I never really remembered these guys. Even if I wasn't drunk, the sight of their faces escaped my memory as soon as they started to lean in. And if by some off chance I did remember them, it was irrelevant. Because I don't do seconds, I don't want a relationship right now and even if I could have gotten a friend out of it, I'm just not a sociable person. And so it continued. The mindless sex minus the mind games. It wasn't perfect, because perfection is unattainable, but it was crazy and it worked.
As soon as I get my t-shirt back on, I'm out the door and down the stairs. I'm going to take a break. The better part of the night has started now, with the right kind of music and the not so crappy, not so expensive drinks. I grab a beer and head towards Ace, a familiar acquaintance of mine whom I often hang out with at these parties when I'm in need of a breather.

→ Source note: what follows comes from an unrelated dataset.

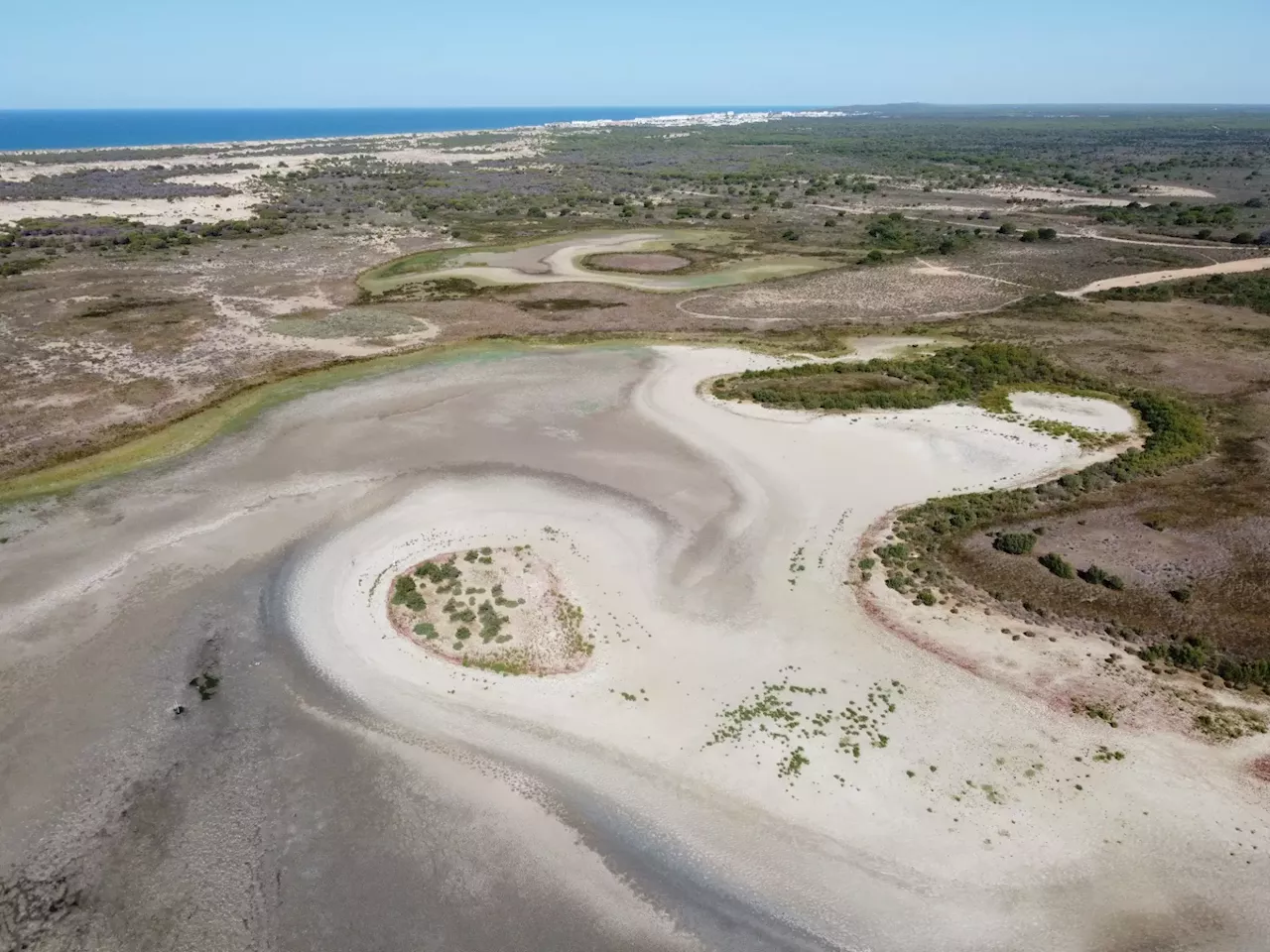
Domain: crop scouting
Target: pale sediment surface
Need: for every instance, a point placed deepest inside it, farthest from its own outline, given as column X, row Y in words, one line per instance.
column 362, row 793
column 1100, row 416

He was on the dance floor with a bunch of guys I didn't recognize, right in the center of the mosh pit. One of the guys navigated his way out and started heading towards the backyard, cigarette box in his hand. Damn, I'm in need of a smoke. So what did I do? I followed.

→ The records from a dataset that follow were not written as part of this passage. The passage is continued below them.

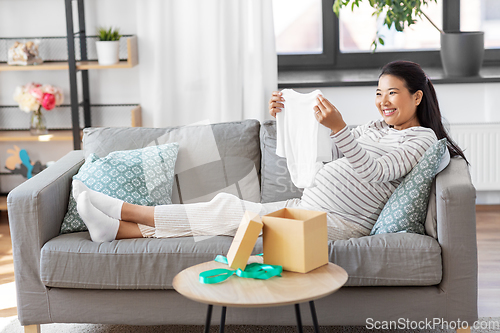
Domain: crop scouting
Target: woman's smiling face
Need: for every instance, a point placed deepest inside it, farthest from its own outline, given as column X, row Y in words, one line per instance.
column 396, row 104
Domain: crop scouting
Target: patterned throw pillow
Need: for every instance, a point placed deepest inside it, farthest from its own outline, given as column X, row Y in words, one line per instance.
column 406, row 209
column 142, row 177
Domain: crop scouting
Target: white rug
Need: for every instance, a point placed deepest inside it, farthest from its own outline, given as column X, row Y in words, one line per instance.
column 11, row 325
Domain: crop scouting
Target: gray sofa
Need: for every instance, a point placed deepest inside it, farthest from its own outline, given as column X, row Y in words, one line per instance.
column 66, row 278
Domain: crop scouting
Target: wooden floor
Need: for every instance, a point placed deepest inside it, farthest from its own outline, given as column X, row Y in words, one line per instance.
column 488, row 241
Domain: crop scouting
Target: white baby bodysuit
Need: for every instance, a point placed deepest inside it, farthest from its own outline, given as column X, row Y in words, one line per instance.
column 301, row 139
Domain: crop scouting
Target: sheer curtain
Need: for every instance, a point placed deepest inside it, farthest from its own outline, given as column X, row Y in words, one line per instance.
column 205, row 60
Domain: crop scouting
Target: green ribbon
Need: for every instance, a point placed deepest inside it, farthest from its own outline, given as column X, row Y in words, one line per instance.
column 252, row 271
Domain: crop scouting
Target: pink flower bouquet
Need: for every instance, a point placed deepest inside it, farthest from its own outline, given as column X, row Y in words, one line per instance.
column 33, row 96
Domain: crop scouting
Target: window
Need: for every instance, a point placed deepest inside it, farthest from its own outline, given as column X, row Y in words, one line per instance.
column 358, row 29
column 483, row 15
column 298, row 26
column 310, row 36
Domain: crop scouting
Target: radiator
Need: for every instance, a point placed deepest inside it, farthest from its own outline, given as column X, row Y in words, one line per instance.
column 481, row 146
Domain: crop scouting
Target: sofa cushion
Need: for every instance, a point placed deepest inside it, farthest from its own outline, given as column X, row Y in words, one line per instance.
column 276, row 183
column 140, row 176
column 406, row 209
column 73, row 261
column 401, row 259
column 223, row 157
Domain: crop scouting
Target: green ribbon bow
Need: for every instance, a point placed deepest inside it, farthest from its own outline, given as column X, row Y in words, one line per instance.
column 252, row 271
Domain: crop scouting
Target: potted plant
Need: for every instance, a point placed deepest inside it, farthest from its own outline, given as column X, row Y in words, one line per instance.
column 461, row 52
column 108, row 46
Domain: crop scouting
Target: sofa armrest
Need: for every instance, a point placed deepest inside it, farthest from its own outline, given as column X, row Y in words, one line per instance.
column 36, row 210
column 456, row 230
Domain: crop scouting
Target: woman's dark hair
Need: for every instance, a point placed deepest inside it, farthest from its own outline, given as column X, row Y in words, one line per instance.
column 428, row 112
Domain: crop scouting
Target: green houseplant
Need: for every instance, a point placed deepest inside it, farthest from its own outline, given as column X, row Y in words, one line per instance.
column 461, row 52
column 108, row 46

He was leaning agains the side of the house, cigarette in one hand, his other playing with a lighter. I stretch out my hand and he wordlessly places another cancer stick in it. I light it with my own lighter. We stand there, side by side, smoking our lives away. And then he looks towards me. And his eyes stare at mine. They're intriguing, his eyes. One grey and one a dark, dark blue. I've seen heterochromia before but there's something about the contrast of his light grey and dark blue that's drawing me in and pushing me away at the same time. He drops his cigarette and crushes it with his shoe. I copy his movements, my eyes settling on the ocean in the distance, but his eyes don't move. I look back at him, my eyes drinking in the sight of his multicolored eyes. Then he leans in. And this time I don't forget.
We do the usual, the hallway, the stairs, the attic. Tumbling down onto the bed, falling into a sweaty mess of arms and legs and lips running wild against each others necks. And then it's over and we redress ourselves. We go down, one after the other, him rejoining his friends on the dance floor and me heading towards my truck. It's parked in a clearing in the woods near Michealson's house. I get into the back, curl myself into a thick blanket and let the scent of the trees and distant sound of music rock me to sleep.
And then suddenly I wake up. It's 5:30 am, the sun just rising. I sit up and watch the sunrise, trying to remember the previous night. Just like every other time, my mind is blank, from the type of beer I drank to the number of guys I slept with to the songs that were playing. But then at the back of my mind a flash of grey and blue come into focus. They're eyes I think. Whose eyes I don't know but I do know that they're the most beautiful eyes I've ever seen. And that I better hold onto it because I don't see many beautiful things in life. My life is just a mix of make-outs, mindlessness and muchness. Make of that what you will.